Exercise: Write a function that performs exponential learning rate decay using LearningRateScheduler

$lr = lr0*e^{(-kt)}$ t is the iteration number

Step 3 - Choosing an `optimizer` and a `loss function`¶

When constructing a model and using it to make our predictions, for example to assign label scores to images ("cat", "plane", etc), we want to measure our success or failure by defining a "loss" function (or objective function). The goal of optimization is to efficiently calculate the parameters/weights that minimize this loss function. keras provides various types of loss functions.

Sometimes the "loss" function measures the "distance". We can define this "distance" between two data points in various ways suitable to the problem or dataset.

Distance

Euclidean
Manhattan
others such as Hamming which measures distances between strings, for example. The Hamming distance of "carolin" and "cathrin" is 3.

Loss functions

MSE (for regression)
categorical cross-entropy (for classification)
binary cross entropy (for classification)

In [33]:

# build the model
input_dim = x_train.shape[1]

model = Sequential()
model.add(Dense(64, activation=tf.nn.relu, kernel_initializer='uniform', 
                input_dim = input_dim)) # fully-connected layer with 64 hidden units
#model.add(Dropout(0.5))
model.add(Dense(64, kernel_initializer='uniform', activation=tf.nn.relu))
#model.add(Dropout(0.5))
model.add(Dense(num_classes, kernel_initializer='uniform', activation=tf.nn.softmax))

In [34]:

# defining the parameters for RMSprop (I used the keras defaults here)
rms = RMSprop(lr=0.001, rho=0.9, epsilon=None, decay=0.0)
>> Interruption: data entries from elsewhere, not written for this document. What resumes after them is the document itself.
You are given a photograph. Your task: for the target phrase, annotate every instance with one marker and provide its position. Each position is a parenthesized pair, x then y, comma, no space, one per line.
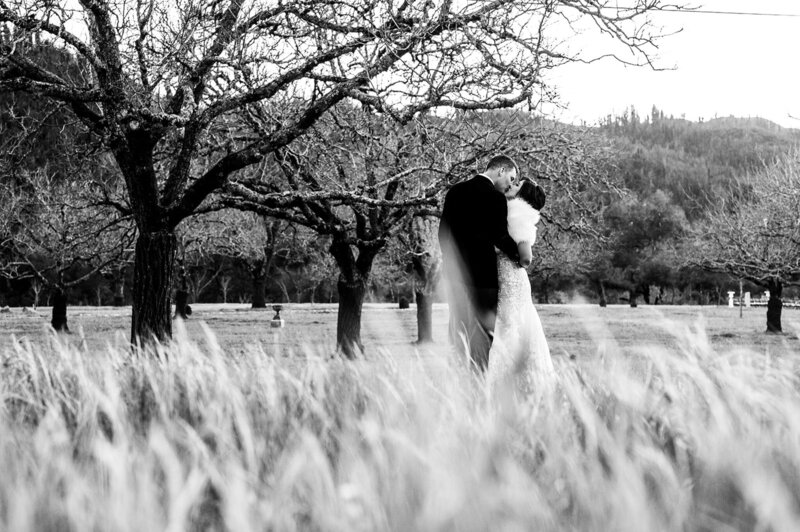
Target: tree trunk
(257,271)
(424,317)
(152,283)
(774,307)
(348,323)
(59,316)
(603,298)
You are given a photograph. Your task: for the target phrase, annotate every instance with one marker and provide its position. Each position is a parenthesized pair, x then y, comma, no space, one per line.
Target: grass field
(577,330)
(669,418)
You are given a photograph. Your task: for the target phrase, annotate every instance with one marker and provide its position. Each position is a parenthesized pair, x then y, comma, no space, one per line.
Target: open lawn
(579,330)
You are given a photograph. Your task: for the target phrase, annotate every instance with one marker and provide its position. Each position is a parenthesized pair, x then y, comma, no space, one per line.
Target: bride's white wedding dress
(519,355)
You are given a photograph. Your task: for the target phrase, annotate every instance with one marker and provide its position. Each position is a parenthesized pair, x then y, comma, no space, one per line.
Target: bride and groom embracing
(487,231)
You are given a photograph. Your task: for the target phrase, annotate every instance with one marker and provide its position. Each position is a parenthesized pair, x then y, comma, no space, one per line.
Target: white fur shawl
(522,220)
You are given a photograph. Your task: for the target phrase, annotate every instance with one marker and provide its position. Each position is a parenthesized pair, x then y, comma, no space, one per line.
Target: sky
(720,65)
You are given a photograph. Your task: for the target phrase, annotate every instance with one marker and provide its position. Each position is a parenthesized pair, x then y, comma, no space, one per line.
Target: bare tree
(757,238)
(60,236)
(419,241)
(161,81)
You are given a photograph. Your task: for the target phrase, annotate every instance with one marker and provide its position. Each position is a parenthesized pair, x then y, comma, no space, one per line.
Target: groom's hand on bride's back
(525,254)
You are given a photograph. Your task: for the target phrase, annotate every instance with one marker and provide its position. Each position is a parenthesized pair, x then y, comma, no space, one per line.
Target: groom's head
(502,170)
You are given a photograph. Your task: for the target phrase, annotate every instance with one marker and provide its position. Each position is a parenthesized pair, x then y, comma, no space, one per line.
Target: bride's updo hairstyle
(532,194)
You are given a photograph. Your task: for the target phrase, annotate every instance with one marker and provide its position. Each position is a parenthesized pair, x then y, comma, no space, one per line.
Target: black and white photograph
(399,265)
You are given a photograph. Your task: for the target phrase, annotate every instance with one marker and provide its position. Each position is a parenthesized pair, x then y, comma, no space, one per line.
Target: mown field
(579,330)
(674,419)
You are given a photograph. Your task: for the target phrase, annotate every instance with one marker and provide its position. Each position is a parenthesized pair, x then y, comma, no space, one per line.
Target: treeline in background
(641,208)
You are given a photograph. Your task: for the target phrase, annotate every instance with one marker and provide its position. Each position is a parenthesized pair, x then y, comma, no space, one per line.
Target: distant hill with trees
(693,161)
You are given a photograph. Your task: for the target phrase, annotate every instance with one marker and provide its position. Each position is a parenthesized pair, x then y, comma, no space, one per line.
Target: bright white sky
(740,65)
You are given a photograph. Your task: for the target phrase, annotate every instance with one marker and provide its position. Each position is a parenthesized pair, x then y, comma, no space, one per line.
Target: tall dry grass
(188,438)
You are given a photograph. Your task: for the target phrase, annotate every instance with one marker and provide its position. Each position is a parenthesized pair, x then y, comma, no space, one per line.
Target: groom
(473,224)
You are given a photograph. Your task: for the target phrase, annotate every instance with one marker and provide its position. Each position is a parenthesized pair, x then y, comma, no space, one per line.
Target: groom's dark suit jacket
(474,223)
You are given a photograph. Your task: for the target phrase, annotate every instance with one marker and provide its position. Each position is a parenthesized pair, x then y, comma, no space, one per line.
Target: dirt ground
(575,330)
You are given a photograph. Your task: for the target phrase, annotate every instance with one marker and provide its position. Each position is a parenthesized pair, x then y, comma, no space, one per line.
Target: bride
(520,356)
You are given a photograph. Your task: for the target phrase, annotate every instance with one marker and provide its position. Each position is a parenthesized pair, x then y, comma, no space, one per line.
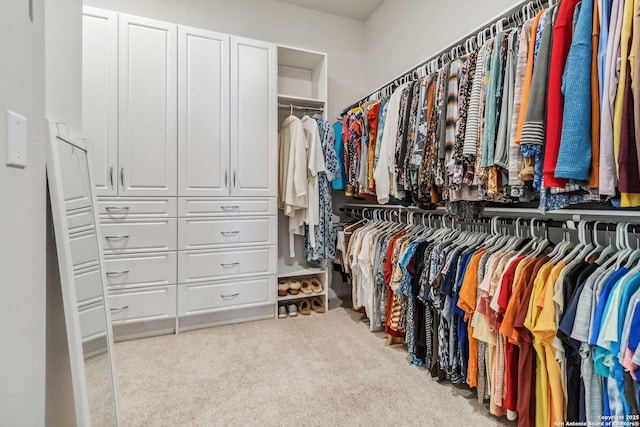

model.compile(loss='categorical_crossentropy',
              optimizer=rms,
              metrics=['acc'])

Step 4 - Deciding on the `batch size` and `number of epochs`¶

In [35]:

%%time
batch_size = 32
epochs = 20

model_history = model.fit(x_train, y_train,
                    batch_size=batch_size,
                    epochs=epochs,
                    verbose=1,
                    validation_data=(x_test, y_test))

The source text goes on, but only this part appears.